UniMark: Unified Adaptive Multi-bit Watermarking for Autoregressive Image Generators
The training-free framework embeds multi-bit messages directly into autoregressive image generators like LlamaGen and VAR.
A research team led by Yigit Yilmaz and Elena Petrova has introduced UniMark, a novel watermarking framework designed specifically for autoregressive (AR) image generators like LlamaGen and VAR. The system addresses three critical limitations of existing methods: the inability to embed multi-bit messages, reliance on static codebooks vulnerable to security attacks, and lack of generalization across different AR architectures. UniMark's core innovation is its training-free approach, which allows it to be applied to existing models without retraining.
UniMark operates through three key components. First, Adaptive Semantic Grouping (ASG) dynamically partitions the model's codebook based on semantic similarity and a secret key, ensuring both image fidelity and security against exposure. Second, Block-wise Multi-bit Encoding (BME) divides the token sequence into blocks, encoding different bits across them with error-correcting codes for reliable extraction. Third, a Unified Token-Replacement Interface (UTRI) abstracts the embedding process to support both next-token and next-scale prediction paradigms.

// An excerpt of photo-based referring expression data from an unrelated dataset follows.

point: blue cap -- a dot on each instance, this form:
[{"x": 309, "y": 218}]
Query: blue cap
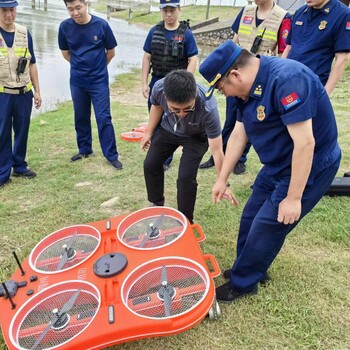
[
  {"x": 8, "y": 3},
  {"x": 218, "y": 62},
  {"x": 170, "y": 3}
]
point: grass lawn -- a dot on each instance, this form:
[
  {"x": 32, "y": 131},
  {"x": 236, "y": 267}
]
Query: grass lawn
[{"x": 306, "y": 306}]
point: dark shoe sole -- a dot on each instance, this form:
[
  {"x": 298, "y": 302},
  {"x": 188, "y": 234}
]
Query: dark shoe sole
[
  {"x": 226, "y": 295},
  {"x": 80, "y": 156},
  {"x": 2, "y": 184},
  {"x": 227, "y": 275}
]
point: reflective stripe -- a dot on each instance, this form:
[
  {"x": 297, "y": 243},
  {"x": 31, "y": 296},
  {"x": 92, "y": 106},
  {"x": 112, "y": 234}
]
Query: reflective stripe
[
  {"x": 15, "y": 91},
  {"x": 20, "y": 51}
]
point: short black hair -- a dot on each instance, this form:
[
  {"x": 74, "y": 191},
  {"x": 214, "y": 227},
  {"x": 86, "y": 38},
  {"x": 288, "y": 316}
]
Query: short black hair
[
  {"x": 180, "y": 86},
  {"x": 67, "y": 1},
  {"x": 242, "y": 60}
]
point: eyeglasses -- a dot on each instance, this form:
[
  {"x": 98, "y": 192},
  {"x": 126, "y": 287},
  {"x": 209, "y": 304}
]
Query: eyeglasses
[
  {"x": 186, "y": 110},
  {"x": 220, "y": 90}
]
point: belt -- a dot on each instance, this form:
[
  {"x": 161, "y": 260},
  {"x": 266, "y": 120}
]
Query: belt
[{"x": 16, "y": 91}]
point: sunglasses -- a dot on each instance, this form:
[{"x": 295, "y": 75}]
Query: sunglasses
[
  {"x": 220, "y": 89},
  {"x": 178, "y": 111}
]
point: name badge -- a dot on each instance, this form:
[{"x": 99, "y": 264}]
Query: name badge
[{"x": 322, "y": 25}]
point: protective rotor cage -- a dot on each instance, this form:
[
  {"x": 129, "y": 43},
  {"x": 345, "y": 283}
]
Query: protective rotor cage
[
  {"x": 64, "y": 249},
  {"x": 165, "y": 288},
  {"x": 152, "y": 228},
  {"x": 55, "y": 316}
]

Extensive testing demonstrates that UniMark achieves state-of-the-art performance in image quality (measured by FID), watermark detection accuracy, and multi-bit message extraction. Crucially, it maintains robustness against common attacks including cropping, JPEG compression, Gaussian noise, blur, color jitter, and random erasing. This combination of high capacity, security, and cross-model compatibility represents a significant advancement in practical AI content provenance.

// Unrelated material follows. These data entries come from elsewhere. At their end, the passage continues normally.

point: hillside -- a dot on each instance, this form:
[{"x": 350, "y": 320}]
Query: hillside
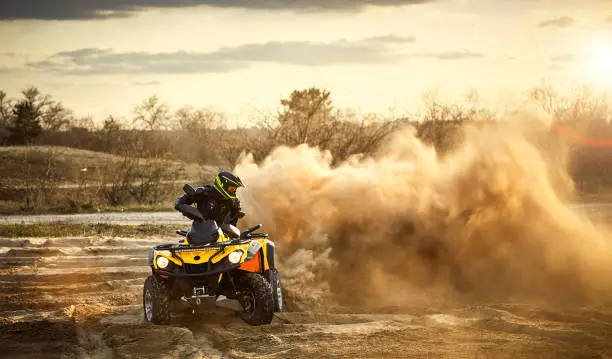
[{"x": 18, "y": 165}]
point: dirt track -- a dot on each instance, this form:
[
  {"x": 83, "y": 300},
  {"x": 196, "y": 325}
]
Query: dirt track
[{"x": 80, "y": 298}]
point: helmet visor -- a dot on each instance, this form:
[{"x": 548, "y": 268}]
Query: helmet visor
[{"x": 231, "y": 189}]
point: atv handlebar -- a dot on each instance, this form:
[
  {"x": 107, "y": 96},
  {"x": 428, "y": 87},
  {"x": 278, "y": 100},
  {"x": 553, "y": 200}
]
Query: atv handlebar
[
  {"x": 252, "y": 229},
  {"x": 188, "y": 189}
]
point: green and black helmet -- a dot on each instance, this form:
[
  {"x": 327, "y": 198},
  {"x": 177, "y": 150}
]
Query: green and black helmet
[{"x": 227, "y": 183}]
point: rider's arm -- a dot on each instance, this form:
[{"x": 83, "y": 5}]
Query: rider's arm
[
  {"x": 184, "y": 202},
  {"x": 237, "y": 212}
]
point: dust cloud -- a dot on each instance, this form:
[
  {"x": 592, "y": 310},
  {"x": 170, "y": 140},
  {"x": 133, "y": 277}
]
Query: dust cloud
[{"x": 486, "y": 222}]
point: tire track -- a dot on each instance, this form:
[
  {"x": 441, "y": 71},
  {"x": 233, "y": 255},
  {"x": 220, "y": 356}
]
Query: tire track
[{"x": 81, "y": 298}]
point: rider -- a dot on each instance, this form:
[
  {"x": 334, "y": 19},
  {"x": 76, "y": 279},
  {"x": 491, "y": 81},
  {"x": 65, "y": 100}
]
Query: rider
[{"x": 217, "y": 201}]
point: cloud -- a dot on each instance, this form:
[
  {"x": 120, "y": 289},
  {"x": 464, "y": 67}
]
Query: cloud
[
  {"x": 104, "y": 9},
  {"x": 146, "y": 83},
  {"x": 370, "y": 51},
  {"x": 561, "y": 22},
  {"x": 565, "y": 58},
  {"x": 95, "y": 61}
]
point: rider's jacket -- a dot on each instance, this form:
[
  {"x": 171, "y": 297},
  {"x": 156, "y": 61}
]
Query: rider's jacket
[{"x": 211, "y": 204}]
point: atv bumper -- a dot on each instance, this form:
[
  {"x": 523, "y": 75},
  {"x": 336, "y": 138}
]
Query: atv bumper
[{"x": 194, "y": 271}]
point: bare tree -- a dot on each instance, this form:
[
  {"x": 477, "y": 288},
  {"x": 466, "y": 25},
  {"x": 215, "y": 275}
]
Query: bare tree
[{"x": 152, "y": 114}]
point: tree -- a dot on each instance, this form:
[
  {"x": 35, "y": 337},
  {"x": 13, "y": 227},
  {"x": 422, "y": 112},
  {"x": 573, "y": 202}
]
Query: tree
[
  {"x": 307, "y": 117},
  {"x": 25, "y": 126},
  {"x": 199, "y": 126},
  {"x": 6, "y": 117}
]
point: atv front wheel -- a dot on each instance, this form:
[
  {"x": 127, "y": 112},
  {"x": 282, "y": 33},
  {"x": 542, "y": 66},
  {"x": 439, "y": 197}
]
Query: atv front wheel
[
  {"x": 277, "y": 289},
  {"x": 256, "y": 299},
  {"x": 155, "y": 301}
]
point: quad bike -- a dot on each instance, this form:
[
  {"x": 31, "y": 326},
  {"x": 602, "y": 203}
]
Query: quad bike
[{"x": 215, "y": 264}]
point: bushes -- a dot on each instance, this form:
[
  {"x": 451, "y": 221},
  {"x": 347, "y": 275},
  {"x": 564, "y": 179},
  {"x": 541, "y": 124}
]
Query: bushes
[{"x": 140, "y": 174}]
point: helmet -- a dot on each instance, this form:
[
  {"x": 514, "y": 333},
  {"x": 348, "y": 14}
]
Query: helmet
[{"x": 227, "y": 183}]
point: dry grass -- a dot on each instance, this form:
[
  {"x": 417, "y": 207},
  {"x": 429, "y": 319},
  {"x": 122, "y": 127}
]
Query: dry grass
[{"x": 56, "y": 230}]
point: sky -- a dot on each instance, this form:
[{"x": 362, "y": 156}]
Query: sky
[{"x": 240, "y": 57}]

- Embeds multi-bit messages (not just binary verification) directly into AI-generated images during the autoregressive generation process.
- Uses Adaptive Semantic Grouping with a secret key for dynamic, secure codebook partitioning that resists attacks if exposed.
- Provides a Unified Token-Replacement Interface supporting diverse AR paradigms like LlamaGen (next-token) and VAR (next-scale).
Why It Matters
Provides a practical, secure method for tracing AI-generated content and protecting intellectual property at scale.